Wann soll man abnehmen?

BMI > 30
Aus medizinischer Sicht sollte auf jeden Fall bei einem deutlichen Übergewicht, also ab einem BMI > 30 eine Gewichtsreduktion erfolgen. ( Berechnung des BMI )
Dabei sollte vorher ein Arzt konsultiert werden und zumindest eine Routineuntersuchung gemacht werden.

 

BMI = 25- 30
Bei mäßigen Übergewicht, also einem BMI von 25- 30, ist diese Frage nicht so eindeutig zu beantworten. Unter bestimmten Voraussetzungen ist auch hier zu einer Gewichtsreduktion zu raten:

  1. wenn mäßiges Übergewicht in Verbindung mit bestimmten Krankheiten, z.B. Bluthochdruck, Zuckerkrankheit (Diabetes mellitus), Gicht, Fettstoffwechselstörungen oder Gelenk- und Rückenbeschwerden, besteht.
  2. wenn ein ungünstiger Taille-/Hüft- Quotient ( T/H-Quotient) vorliegt.
  3. bei erblicher Vorbelastung, d.h. wenn Eltern bzw. Großeltern an Diabetes mellitus erkrankt sind.
  4. wenn die ungeliebten Fettpölsterchen zwar keine körperlichen, aber arg psychische Probleme bereiten, z.B. Minderwertigkeitskomplexe, Depressionen und Angst.
    In solchen Fällen sollte aber vorher gut überlegt sein, inwieweit dieser Leidensdruck tatsächlich durch das Übergewicht bedingt ist; denn oftmals ist Übergewicht nur das Sympton ( Ursachen/ Familie und Umwelt) eines tieferliegenden Problems (20).
    Um dies herauszufinden, ist es wichtig ehrlich zu sich selbst zu sein, aber ebenso zu lernen, seinen Körper auch mit gewissen Unzulänglichkeiten zu akzeptieren.
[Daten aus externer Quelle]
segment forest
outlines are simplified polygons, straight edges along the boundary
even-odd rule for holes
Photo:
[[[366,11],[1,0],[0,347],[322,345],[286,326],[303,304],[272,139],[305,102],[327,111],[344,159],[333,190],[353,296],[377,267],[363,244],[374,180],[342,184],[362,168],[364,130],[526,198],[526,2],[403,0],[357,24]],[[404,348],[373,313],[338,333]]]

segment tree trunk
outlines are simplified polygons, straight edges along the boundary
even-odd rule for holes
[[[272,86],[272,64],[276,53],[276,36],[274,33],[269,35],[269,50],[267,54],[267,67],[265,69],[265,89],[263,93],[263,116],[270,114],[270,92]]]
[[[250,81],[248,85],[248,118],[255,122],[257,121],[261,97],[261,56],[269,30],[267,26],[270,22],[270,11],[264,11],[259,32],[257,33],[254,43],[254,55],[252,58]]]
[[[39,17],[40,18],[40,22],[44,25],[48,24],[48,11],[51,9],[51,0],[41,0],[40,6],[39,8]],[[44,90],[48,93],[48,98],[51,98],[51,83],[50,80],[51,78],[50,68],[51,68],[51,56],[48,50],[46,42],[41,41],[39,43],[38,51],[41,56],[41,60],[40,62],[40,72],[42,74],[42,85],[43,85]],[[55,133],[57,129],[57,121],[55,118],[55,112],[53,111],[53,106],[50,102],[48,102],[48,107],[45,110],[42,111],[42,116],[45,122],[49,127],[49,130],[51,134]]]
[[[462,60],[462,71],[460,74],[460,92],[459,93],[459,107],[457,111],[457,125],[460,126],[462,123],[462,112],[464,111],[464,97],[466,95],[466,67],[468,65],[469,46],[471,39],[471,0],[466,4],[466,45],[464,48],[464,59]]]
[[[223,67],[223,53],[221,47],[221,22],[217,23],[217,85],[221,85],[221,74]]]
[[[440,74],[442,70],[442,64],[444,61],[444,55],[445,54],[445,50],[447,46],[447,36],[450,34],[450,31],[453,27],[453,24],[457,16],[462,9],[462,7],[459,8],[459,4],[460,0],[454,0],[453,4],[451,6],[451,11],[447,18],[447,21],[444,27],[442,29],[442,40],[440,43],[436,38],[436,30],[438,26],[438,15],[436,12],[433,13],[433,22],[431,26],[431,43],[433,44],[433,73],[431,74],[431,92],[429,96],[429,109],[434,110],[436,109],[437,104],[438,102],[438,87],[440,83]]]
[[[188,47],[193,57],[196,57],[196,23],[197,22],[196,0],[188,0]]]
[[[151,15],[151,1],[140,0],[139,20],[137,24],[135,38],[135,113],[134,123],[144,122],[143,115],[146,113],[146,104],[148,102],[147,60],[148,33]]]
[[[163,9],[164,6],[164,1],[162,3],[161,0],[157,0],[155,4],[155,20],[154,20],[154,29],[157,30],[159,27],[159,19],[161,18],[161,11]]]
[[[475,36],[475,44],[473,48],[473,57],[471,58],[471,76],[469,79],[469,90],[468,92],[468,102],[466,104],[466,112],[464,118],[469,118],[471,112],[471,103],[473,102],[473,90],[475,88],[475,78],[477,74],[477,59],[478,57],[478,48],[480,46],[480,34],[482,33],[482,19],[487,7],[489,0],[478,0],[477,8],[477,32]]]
Ein Gespräch mit einem Arzt oder Psychotherapeuten kann in manchen Fällen hilfreich sein (7).

 

BMI < 25
Bei einem BMI unter 25 besteht eigentlich kein Grund zum Abnehmen, auch wenn manche Frauen sich dann schon nicht mehr wohl fühlen. Falls doch eine Gewichtsreduktion angestrebt wird, ist von drastischen Maßnahmen wie Radikaldiäten und diversen Schlankheitsmittel dringend abzuraten (7).
Dies sei an dieser Stelle insbesondere deswegen erwähnt, weil sich in unserer modernen Wohlstandsgesellschaft immer mehr Frauen von dem Schlankheitsideal des siebzehnjährigen Models mit gazellenhaftem Wuchs und Konfektionsgröße 34-36 leiten lassen. Getrieben durch dieses einseitige Schlankheitsideal leben immer mehr normalgewichtige Frauen mit Diäten teilweise bis zur Entwicklung von Eßstörungen (20).

 

Wer darf nicht abnehmen?

  1. Schwangere und stillende Mütter sollten keine Diätversuche machen; denn eine Nahrungseinschränkung birgt die Gefahr einer unzureichenden Nährstoffzufuhr für Mutter und Kind.
  2. Chronisch Kranke oder Personen mit akuten Gesundheitsproblemen, insbesondere bei Erkrankungen der Nieren, der Leber und der Lungen, außerdem bei manchen Stoffwechselstörungen, bei Herz- Kreislauf- Problemen und Blutarmut, sollten vor einer Diät einen Arzt zu Rate ziehen.
  3. Ein Sonderfall ist eine Diät bei Kindern. Sie ist meist schon deswegen nicht angebracht, weil wenig effektiv. Sinnvoller ist eine Umstellung der Ernährung, d.h. fettarm und weniger Süßigkeiten. Das Wachstum tut dann das übrige. Bei besonders übergewichtigen Kinder sollte ein Kinderarzt zu Rate gezogen werden.
    Besonders wichtig hinsichtlich einer Gewichtsreduktion bei Kindern ist ausreichende Bewegung. Also weg mit den Kleinen vom Fernseher und den Videospielen (20).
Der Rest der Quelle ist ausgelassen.